Week 3 Activity

Section 3.4 Week 3 Activity

Subsection 3.4.1 Substitution Rule

This portion of the activity is direclty repeated from Calculus I. Do as much of it as you feel you need for review.

Activity 3.4.1.

Calculate this integral.

\begin{equation*} \int 3x^2 (x^3 - 4)^5 dx \end{equation*}

Solution.

The second part of this integrand looks like a composition: \((x^3 - 4)^5\) is an inside function, with an outside function \(u^5\text{.}\) Moreover, the remaining piece of the integral looks like it might be the derivative of the inside, which is idea for the substitution rule. Here is the substitution.
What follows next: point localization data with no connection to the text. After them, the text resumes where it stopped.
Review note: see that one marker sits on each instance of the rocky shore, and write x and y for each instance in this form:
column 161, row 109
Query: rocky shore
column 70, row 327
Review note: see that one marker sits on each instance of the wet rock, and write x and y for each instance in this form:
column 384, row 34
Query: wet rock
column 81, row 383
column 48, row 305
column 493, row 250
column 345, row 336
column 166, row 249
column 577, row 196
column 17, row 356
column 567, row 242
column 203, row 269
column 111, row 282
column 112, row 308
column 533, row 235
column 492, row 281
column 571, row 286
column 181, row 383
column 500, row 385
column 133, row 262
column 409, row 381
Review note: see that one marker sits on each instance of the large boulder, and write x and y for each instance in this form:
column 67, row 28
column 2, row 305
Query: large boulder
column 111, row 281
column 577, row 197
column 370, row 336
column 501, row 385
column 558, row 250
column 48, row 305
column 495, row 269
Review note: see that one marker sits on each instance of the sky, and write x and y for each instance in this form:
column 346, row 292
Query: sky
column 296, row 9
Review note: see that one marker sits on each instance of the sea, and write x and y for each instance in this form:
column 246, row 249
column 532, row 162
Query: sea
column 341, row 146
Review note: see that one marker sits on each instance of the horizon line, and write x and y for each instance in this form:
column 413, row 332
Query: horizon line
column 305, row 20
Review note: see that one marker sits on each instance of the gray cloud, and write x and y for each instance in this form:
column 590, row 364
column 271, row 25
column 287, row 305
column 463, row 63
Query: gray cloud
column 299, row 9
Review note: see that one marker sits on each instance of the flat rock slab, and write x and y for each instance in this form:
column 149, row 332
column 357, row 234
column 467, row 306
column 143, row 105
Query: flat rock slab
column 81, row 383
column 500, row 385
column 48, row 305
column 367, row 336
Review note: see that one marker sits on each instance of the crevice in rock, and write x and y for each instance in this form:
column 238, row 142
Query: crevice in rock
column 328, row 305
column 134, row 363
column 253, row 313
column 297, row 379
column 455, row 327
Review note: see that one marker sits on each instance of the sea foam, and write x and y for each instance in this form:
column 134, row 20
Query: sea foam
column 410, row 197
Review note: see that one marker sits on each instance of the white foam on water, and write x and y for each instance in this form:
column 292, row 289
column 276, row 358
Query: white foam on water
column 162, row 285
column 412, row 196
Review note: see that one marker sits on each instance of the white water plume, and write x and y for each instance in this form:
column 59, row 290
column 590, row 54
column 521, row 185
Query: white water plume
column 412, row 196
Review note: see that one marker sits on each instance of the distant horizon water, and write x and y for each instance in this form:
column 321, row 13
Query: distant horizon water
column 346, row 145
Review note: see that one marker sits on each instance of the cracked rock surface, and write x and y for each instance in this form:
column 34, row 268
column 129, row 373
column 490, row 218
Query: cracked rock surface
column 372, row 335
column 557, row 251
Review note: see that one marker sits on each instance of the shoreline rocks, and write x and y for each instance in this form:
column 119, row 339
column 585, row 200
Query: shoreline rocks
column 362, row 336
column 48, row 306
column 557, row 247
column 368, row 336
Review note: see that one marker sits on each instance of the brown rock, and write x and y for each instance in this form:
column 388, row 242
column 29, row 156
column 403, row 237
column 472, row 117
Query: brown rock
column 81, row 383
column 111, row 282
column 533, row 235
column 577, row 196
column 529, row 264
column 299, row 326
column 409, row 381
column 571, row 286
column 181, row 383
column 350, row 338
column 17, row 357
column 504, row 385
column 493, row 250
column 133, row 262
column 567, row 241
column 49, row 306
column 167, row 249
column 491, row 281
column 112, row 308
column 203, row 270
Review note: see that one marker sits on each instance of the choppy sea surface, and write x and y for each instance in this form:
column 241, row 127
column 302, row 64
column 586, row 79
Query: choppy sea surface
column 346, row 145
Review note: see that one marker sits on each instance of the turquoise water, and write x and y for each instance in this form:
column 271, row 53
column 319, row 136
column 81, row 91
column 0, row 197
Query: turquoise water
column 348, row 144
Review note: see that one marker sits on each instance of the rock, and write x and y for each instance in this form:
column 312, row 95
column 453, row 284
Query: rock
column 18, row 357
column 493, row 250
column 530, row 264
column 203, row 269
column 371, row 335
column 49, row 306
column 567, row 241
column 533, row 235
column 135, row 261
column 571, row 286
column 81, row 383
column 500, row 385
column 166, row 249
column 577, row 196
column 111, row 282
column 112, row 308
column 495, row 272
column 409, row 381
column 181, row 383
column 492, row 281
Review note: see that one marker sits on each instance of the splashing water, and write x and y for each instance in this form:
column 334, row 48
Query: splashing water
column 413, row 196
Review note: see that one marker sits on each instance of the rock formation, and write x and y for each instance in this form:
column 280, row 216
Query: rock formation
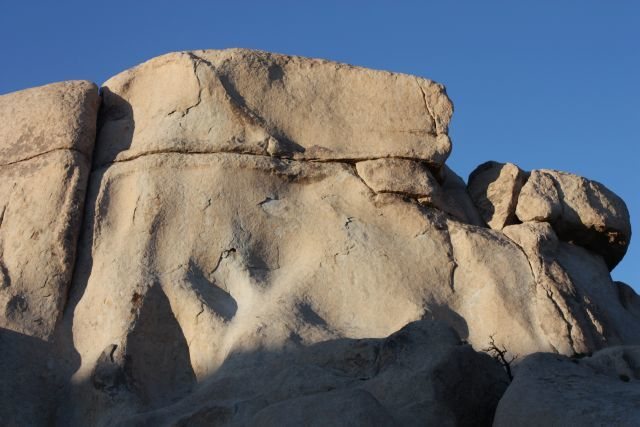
column 267, row 239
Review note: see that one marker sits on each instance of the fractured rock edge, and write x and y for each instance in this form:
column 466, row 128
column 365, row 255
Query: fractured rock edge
column 350, row 161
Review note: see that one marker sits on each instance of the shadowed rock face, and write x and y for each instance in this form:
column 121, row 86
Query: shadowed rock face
column 258, row 232
column 555, row 390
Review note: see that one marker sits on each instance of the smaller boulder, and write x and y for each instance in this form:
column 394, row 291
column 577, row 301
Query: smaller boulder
column 494, row 188
column 553, row 390
column 581, row 211
column 403, row 176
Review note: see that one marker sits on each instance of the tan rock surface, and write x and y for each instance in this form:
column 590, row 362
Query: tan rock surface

\begin{align*} u \amp = x^3 - 4 \\ du \amp = 3x^2 dx \end{align*}

I can rearrange the original integral to match these pieces, then do the replacement.

\begin{align*} \int 3x^2 (x^3 - 4)^5 dx \amp = \int (x^3-4)^5 (3x^2 dx) \\ \amp = \int u^5 du = \frac{u^6}{6} + c \end{align*}

At the end, I undo the substitution to return to the original variable.

\begin{equation*} \frac{u^6}{6} + c = \frac{(x^3-4)^6}{6} + c \end{equation*}

Activity 3.4.2.

Calculate this integral.

\begin{equation*} \int \cos (17 x) dx \end{equation*}

Solution.

The integrand is a composition with inside \((17x)\) and outside \(\cos (u)\text{.}\) We’ll try a substitution with these pieces.

\begin{align*} u \amp = 17 x \\ du \amp = 17 dx \\ \frac{1}{17} du \amp = dx \end{align*}

I had to move the 17 to the left, since the original integral doesn’t have a term which looks like \(17 dx\text{.}\) In this form, however, I can replace all the piece of the original integral with the new variable.

\begin{equation*} \int \cos (17 x) dx = \int \cos u \frac{1}{17} du \end{equation*}

Then I can use linearity and known antideriatives to do the integral.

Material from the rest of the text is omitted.